Mexico’s Jalisco Cartel and Other Criminal Groups Extorting Lime Crops

  • Mexican lime producers have become the latest victims of cartel extortion.
  • Cartel-related threats and violence have caused widespread crop disruption and price spikes.
  • The effects largely mirror previous criminal attempts to extort Mexican agricultural industries.

Lime producers in Mexico have become the latest victims of cartel extortion, causing widespread crop disruption and soaring prices.

Vast groves of unharvested limes have been deserted in the western state of Michoacán due to threats and extortion aimed at growers, according to a Televisa report citing the affected farmers.

Among the groups allegedly involved are major Mexican drug cartels like the Jalisco Cartel New Generation (Cartel Jalisco Nueva Generación – CJNG) and the Cárteles Unidos, two groups currently locked in a bloody turf war that has rocked the western state.

Several local lime producers told Televisa they were displaced after cartels burned their orchards, looted their homes and stole cattle and tractors. The threats have contributed to a drastic reduction in agricultural production across Michoacán — primarily affecting lime producers — with an estimated 1,200 acres of farmland unharvested in 2021.

Farmers in Michoacán harvested only half the amount of limes compared to the previous year, according to data from the Mexican Ministry of Agriculture.

The limited harvest has contributed to a sharp rise in lime prices, disrupting the consumer market and allowing drug traffickers to dictate prices and charge farmers higher extortion fees. According to the Mexican government’s daily food price monitor, the cost of limes has increased by more than 235% since January 2021.

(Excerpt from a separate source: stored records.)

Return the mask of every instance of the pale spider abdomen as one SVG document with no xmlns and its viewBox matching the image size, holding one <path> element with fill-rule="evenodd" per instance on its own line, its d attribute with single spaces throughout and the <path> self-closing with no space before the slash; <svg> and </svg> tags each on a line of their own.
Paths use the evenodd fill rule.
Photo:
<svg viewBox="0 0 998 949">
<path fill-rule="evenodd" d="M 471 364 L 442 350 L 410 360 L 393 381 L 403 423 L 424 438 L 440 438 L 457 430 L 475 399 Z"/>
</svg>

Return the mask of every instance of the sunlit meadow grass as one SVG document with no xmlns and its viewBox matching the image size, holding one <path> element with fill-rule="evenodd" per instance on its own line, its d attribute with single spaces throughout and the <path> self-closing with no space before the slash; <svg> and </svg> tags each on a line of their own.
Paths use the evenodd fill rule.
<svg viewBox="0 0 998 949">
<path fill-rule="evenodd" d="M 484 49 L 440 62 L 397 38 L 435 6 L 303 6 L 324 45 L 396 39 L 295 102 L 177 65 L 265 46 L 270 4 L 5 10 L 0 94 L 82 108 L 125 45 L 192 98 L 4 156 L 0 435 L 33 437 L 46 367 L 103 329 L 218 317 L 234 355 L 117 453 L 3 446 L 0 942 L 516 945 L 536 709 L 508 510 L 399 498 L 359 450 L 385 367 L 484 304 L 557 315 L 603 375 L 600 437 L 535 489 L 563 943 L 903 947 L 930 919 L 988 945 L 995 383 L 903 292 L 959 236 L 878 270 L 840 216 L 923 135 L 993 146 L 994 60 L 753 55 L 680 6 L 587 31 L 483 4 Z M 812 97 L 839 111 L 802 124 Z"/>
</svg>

“They [the cartels] impose the price of limes, they decide if it can be lowered or not, they dictate the prices to growers, pickers, packers and transporters,” an industry worker told Reforma.

Lime producers are not the first to be targeted by cartel violence in Michoacán, with powerful Mexican organized crime groups long seeking to control the state’s lucrative avocado trade.

InSight Crime Analytics

Avocado growers Tacambaro Michoacan Mexico

Farm workers load freshly picked avocados onto a truck at a plantation in Tacambaro, in the Mexican state of Michoacan, on June 7, 2017.

REUTERS/Alan Ortega


While the plight of Michoacán’s lime producers marks a new adventure for criminal groups in the country, the impacts largely mirror previous criminal attempts to extort agricultural industries from the state.

In 2019, InSight Crime reported that four competing cartels, including the CJNG, were extorting avocado growers in Michoacán, kidnapping or killing those who failed to pay. In total, the Michoacán governor’s office has identified 12 criminal groups operating within state borders, many of which are vying for control of the state’s coveted farmland and related extortion racket.

This cartel violence raging in Michoacán and the Mexican military’s apparent inability to intervene has prompted farmers to take matters into their own hands. In the summer of 2021, avocado growers and their families formed a vigilante group, known as Pueblos Unidos. To protect their crops, they armed themselves with machetes and firearms and erected barricades around avocado fields and along connecting roads.

Lime growers soon followed suit, creating their own crude vigilante group, with some even whipping up Molotov cocktails to fend off Viagras, one of the state’s top crime groups.

However, it is uncertain whether these groups could have made any difference as reports from late 2021 showed the extortion of the remaining farmers continued unabated.